A substantial portion of peritoneal macrophages are positive for MHV68.LANA:βlac infection during acute infection. Flow cytometric analysis of cell subsets that demonstrate MHV68.LANA:βlac infection in the peritoneal cavity of MHV68.LANA:βlac infected mice. (A) Dot plots showing the frequency of T cells, B cells, dendritic cells, SPM/monocytes, and LPM that express cleaved CCF2 fluorescence, the indicator for LANA:βlac expression, at various times post infection. (B) Graphs demonstrating data shown in (A). Each dot is representative of one mouse and lines represent mean of samples. Data representative of three experiments with 2–3 mice per condition per experiment.

FIGURE 7

MHV68 infection is associated with altered macrophage expression of MHC II and CD86 in infected and uninfected cells. Flow cytometric analysis of MHC II (top row) and CD86 (bottom row) expression in large (LPM) and small (SPM) peritoneal macrophages, in mock or MHV68.LANA:βlac infected PerCs. Histograms compare the phenotype of virus-infected (LANA:βlac+) and uninfected (LANA:βlac–) cells. Gates define the percent of events positive for each marker.
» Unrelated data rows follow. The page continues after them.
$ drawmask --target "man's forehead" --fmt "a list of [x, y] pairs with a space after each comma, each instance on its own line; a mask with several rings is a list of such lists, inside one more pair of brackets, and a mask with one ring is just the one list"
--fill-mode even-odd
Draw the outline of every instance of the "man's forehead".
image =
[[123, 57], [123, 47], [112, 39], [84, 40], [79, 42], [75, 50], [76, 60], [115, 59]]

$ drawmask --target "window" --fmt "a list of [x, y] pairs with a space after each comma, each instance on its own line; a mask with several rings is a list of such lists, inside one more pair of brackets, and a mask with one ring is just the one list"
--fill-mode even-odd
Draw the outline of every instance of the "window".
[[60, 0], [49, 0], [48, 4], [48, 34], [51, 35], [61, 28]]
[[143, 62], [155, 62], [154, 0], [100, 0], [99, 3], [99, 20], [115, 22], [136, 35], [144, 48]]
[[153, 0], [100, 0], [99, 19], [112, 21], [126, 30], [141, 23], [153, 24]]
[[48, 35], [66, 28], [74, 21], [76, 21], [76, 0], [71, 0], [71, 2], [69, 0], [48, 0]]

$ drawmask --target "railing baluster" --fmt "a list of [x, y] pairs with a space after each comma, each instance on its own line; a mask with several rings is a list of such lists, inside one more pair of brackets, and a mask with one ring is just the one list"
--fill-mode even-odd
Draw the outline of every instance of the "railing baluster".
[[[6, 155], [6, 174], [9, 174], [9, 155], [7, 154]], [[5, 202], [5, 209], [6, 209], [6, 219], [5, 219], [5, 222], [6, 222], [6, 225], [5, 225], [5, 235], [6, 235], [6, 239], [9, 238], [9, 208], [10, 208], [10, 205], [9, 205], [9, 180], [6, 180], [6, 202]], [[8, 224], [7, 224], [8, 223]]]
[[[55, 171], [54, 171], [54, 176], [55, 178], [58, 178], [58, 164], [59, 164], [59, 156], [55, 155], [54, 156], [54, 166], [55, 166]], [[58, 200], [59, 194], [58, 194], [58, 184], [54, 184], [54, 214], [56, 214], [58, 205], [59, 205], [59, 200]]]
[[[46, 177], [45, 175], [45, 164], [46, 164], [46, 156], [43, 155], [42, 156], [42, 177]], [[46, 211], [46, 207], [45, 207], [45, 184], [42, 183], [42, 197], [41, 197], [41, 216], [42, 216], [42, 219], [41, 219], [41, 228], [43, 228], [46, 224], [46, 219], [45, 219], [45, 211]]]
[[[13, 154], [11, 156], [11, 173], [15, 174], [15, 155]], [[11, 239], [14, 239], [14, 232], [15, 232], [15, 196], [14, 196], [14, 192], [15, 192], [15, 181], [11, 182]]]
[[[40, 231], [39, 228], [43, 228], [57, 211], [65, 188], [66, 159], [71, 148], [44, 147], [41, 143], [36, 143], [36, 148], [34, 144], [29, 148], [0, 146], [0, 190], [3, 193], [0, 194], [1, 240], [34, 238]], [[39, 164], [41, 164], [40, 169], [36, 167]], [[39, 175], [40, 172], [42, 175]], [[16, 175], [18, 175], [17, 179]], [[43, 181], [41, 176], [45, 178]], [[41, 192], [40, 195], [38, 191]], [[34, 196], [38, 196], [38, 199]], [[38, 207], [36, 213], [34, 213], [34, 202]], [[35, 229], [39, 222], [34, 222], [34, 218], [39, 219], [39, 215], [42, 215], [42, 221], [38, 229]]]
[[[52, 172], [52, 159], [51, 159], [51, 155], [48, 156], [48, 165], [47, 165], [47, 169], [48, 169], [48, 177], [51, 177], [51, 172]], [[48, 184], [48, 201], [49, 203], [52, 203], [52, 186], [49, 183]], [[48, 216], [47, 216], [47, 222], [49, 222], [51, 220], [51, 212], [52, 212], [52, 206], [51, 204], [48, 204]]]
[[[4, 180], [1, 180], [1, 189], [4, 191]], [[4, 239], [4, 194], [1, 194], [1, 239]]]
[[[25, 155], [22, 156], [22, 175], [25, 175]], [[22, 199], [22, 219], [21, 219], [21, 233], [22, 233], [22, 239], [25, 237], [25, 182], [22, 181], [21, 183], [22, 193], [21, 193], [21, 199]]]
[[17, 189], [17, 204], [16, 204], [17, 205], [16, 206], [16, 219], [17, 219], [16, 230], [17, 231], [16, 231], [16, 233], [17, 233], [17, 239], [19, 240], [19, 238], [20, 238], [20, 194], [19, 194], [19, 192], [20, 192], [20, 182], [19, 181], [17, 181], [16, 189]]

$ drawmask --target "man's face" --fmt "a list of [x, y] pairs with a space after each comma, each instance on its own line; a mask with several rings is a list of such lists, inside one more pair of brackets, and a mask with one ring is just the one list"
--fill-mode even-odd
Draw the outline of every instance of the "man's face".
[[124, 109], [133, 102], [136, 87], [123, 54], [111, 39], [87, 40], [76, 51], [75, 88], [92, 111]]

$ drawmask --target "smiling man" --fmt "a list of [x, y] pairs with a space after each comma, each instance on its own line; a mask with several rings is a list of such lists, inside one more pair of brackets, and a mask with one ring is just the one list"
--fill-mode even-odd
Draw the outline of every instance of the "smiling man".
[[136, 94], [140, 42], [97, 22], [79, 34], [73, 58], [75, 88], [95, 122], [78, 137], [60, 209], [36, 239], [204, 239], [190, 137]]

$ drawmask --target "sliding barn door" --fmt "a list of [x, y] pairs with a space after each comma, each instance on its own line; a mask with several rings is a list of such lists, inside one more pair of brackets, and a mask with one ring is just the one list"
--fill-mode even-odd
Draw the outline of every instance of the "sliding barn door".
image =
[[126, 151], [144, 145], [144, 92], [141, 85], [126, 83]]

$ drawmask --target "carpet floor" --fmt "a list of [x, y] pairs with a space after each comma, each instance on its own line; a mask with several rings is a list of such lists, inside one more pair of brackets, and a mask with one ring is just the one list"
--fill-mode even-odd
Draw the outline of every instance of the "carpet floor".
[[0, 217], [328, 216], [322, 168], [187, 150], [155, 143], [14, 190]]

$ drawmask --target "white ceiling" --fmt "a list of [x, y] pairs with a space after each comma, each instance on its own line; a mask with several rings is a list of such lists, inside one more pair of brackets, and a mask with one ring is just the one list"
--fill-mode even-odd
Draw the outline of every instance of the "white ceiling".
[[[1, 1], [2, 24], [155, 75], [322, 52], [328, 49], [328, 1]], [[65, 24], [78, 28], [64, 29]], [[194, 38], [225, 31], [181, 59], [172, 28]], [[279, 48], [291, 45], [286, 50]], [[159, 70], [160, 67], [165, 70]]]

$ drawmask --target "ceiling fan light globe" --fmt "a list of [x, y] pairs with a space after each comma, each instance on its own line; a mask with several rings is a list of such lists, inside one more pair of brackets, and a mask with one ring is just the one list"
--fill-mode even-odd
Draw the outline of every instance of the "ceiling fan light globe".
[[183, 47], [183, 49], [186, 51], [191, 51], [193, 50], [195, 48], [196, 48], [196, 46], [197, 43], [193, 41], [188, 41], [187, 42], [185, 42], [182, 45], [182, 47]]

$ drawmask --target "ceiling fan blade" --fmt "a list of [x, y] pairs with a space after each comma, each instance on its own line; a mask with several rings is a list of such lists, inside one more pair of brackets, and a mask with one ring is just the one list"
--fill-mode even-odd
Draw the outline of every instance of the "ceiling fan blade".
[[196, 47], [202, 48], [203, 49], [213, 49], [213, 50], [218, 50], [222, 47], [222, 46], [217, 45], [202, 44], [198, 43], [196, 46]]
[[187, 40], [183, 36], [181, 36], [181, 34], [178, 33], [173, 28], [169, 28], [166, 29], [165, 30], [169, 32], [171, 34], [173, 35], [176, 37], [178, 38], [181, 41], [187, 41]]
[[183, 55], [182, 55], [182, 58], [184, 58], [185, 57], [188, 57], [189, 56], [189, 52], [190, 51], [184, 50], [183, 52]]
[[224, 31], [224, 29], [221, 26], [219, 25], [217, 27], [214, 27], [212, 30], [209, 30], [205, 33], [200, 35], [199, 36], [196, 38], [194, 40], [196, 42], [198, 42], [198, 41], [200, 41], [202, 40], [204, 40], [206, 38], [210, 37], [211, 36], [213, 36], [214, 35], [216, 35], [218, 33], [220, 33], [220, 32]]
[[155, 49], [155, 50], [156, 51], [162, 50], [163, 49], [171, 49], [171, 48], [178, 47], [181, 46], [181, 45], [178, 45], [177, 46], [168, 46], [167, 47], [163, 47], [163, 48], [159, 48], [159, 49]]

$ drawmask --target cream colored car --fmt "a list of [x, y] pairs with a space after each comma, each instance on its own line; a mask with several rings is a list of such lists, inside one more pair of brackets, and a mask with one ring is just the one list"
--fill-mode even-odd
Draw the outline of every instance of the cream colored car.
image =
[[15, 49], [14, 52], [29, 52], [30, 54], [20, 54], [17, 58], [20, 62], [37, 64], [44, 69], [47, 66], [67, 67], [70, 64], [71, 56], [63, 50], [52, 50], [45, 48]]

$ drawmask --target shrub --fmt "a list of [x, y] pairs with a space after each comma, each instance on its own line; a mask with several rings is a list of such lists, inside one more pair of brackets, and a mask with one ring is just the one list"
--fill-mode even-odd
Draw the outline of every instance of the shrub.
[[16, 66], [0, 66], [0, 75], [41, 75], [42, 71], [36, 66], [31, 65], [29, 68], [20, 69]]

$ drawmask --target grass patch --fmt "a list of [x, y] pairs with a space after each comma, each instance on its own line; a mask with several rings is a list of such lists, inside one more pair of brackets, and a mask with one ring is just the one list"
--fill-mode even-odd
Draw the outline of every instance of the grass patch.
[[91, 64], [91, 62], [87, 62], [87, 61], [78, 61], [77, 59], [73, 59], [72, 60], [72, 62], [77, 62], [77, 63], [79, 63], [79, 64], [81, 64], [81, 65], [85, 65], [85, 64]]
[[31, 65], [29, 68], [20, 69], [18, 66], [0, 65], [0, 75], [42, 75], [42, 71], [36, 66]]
Virus-infected (LANA:βlac+) and uninfected (LANA:βlac–) cells were defined according to the gates drawn in Figure 6A. Data representative of three experiments with 2–3 mice per condition per experiment.

FIGURE 8

The MHV68-infected peritoneal cavity contains both lytic and latent infection at 3 days post infection. (A) Flow cytometry analysis of peritoneal cells infected with MHV68.LANA:βlac. Shown is a representative dot plot of PerCs analyzed for cleaved CCF2 fluorescence at 3 dpi, gated on live singlets. Average frequency and standard error of the mean (upper left) were calculated from three experiments with 2–3 mice per condition per experiment. (B) Analysis of virus infection in peritoneal cells obtained from mock, MHV68 or MHV68.LANA:βlac infected mice. PerCs were harvested at 3 dpi and subjected to limiting dilution analysis on mouse embryonic fibroblasts, with virus production quantified by cytopathic effect (CPE) 21 days post-plating. Analysis quantifies the mean frequency of wells which were positive for virus in intact and mechanically disrupted samples. 24–36 wells per dilution per condition were analyzed for undisrupted samples, and 12 wells per dilution per condition for disrupted samples. Dashed line at 63.2% is used to determine the frequency of virus-positive cells, defined by Poisson distribution. Analysis performed via non-linear regression analysis in GraphPad Prism. Data representative of three experiments with two mice per condition per experiment.